Stomach virus, or stomach flu, typically manifests as diarrhoea, nausea, vomiting and gastric pain. Some people may experience headaches, fatigue or muscle aches as well. Patients with stomach virus must remember to stay hydrated and sip on water or electrolytes regularly. Most cases of stomach virus cure by themselves.
Liver or pancreas issues
Hepatitis (inflammation of the liver) or pancreatitis (inflammation of the pancreas) often results in upper abdominal pain or gastric pain. Look out for other accompanying symptoms like jaundice, unusually dark urine, nausea, vomiting, and pale or oily stools.
Bowel obstruction happens when tissue blocks the intestinal pathway, getting in the way of digestive waste. It is usually caused by fibrous scar tissues, tumour growth or an inflamed intestinal wall. On top of constipation and pain, patients might also experience the vomiting of bile, rapid weight loss and abdominal swelling.
When should you see a doctor?
While most cases of gastric pain usually resolve itself, more serious cases would require medical intervention. It is recommend that you see a doctor if you experience gastric pain accompanied with these symptoms:
- Changes to bowel movement e.g. bloody or black stools
- Persistent vomiting or diarrhoea for more than 12 hours
- Unexplained weight loss
- Intense and debilitating pain
Additionally, you should see a doctor if your symptoms have appeared recently, as they might be indications of a more serious health problem. For symptoms that are long-standing, going back for say a few decades, they are less likely to mean anything more severe.
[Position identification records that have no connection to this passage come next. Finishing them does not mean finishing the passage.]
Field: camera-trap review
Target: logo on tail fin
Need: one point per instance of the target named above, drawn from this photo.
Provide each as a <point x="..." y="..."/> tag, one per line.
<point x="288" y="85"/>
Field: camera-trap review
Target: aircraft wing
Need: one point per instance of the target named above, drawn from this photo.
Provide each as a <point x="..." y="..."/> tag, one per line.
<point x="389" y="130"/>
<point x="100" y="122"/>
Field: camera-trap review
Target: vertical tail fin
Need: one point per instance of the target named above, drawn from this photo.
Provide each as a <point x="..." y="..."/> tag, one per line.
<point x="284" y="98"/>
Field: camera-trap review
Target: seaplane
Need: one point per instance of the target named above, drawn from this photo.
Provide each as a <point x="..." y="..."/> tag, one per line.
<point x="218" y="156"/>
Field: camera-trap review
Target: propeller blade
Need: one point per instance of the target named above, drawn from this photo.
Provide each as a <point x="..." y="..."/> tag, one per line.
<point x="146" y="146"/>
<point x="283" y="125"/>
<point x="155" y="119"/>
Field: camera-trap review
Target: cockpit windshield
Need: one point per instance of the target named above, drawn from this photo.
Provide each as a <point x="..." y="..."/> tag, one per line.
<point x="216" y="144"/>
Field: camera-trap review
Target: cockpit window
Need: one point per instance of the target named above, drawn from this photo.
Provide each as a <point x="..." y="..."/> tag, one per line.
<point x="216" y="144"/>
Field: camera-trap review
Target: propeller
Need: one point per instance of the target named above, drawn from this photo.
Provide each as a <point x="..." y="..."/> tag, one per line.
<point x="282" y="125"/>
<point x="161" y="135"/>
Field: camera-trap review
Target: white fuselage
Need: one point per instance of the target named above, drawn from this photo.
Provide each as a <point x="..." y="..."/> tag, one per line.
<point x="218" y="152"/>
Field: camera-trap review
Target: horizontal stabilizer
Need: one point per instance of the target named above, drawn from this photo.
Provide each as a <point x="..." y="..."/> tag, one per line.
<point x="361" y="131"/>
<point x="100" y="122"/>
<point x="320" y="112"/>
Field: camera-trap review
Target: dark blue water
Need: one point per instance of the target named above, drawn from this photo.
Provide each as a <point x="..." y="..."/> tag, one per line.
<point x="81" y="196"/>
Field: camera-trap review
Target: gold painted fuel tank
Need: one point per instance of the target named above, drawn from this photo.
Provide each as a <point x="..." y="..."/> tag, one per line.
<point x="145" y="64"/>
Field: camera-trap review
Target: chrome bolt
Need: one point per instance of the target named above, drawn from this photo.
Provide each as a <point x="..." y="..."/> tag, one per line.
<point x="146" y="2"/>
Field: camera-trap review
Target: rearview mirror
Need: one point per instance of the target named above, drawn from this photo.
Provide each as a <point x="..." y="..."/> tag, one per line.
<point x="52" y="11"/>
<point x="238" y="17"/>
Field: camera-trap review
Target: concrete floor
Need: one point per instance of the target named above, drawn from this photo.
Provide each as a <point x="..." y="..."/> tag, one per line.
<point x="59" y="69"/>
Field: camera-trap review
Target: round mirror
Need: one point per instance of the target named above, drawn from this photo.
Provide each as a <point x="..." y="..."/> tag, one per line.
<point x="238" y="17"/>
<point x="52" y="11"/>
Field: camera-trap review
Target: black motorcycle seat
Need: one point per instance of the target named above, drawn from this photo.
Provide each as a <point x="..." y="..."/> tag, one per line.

Health issues from gastric pain
At the doctor’s, you may be required to do a colonoscopy or CT scans to rule out organic causes of gastric such as inflammation, ulcers and cancer. Organic causes include:
Peptic ulcer disease
Peptic ulcer disease occurs due to a defect in the duodenum wall or innermost layer of the stomach. Most peptic ulcers are due to the overuse of non-steroidal anti-inflammatory drugs and other painkillers, as well as Helicobacter pylori infection.
Tests taken: blood test, stool test, urea breath test or endoscopy
While gallstones do not usually cause any symptoms, a gallbladder inflammation may lead to severe abdominal pain. Occasionally, gallstones may cause pain without any significant inflammation.
Tests taken: ultrasound scans and CT scans
Gastro-oesophageal reflux disease
Gastro-oesophageal reflux disease is a chronic condition where bile or stomach acid goes back into your food pipe, irritating its lining.
Tests taken: endoscopy
Stomach, pancreatic or liver cancer can cause abdominal pain.
Tests taken: endoscopy
If tests come back normal with no organic cause found, the gastric pain is ruled as non-ulcer dyspepsia or functional dyspepsia, which forms the majority of gastric pain cases.
How to relieve gastric pain
Gastric pain can get uncomfortable — here are some ways to relieve the pain at home.
- Eat easily digestible food like high-fibre grains and lean meats
- Sip water or other clear fluids
- Avoid dairy products
- Avoid high-fat, greasy or fried food, citrus fruits and food, alcohol, caffeine and carbonated beverages
- If possible, take over-the-counter gastric medication
Tips on reducing and avoiding gastric pain
Eat on time and avoid skipping meals
Eating on time will accustom your stomach to release gastric juices only during mealtime. When you skip meals, the gastric juices will cause upset to your stomach.
Avoid eating large meals
Overeating can lead to indigestion or other digestive problems due to pressure on the abdominal wall.
Chew your food properly
When you chew your food properly with sips of water in between, your body is able to better gauge hunger levels and digest food properly.
Moderate your alcohol consumption
Too much alcohol over a period of time can weaken and inflame your stomach’s protective lining, causing frequent gastric pain and ulcers.
Avoid food that causes gas and irritation
This includes spicy food, high-fat dairy products, tomato products, garlic, citrus food and fried food.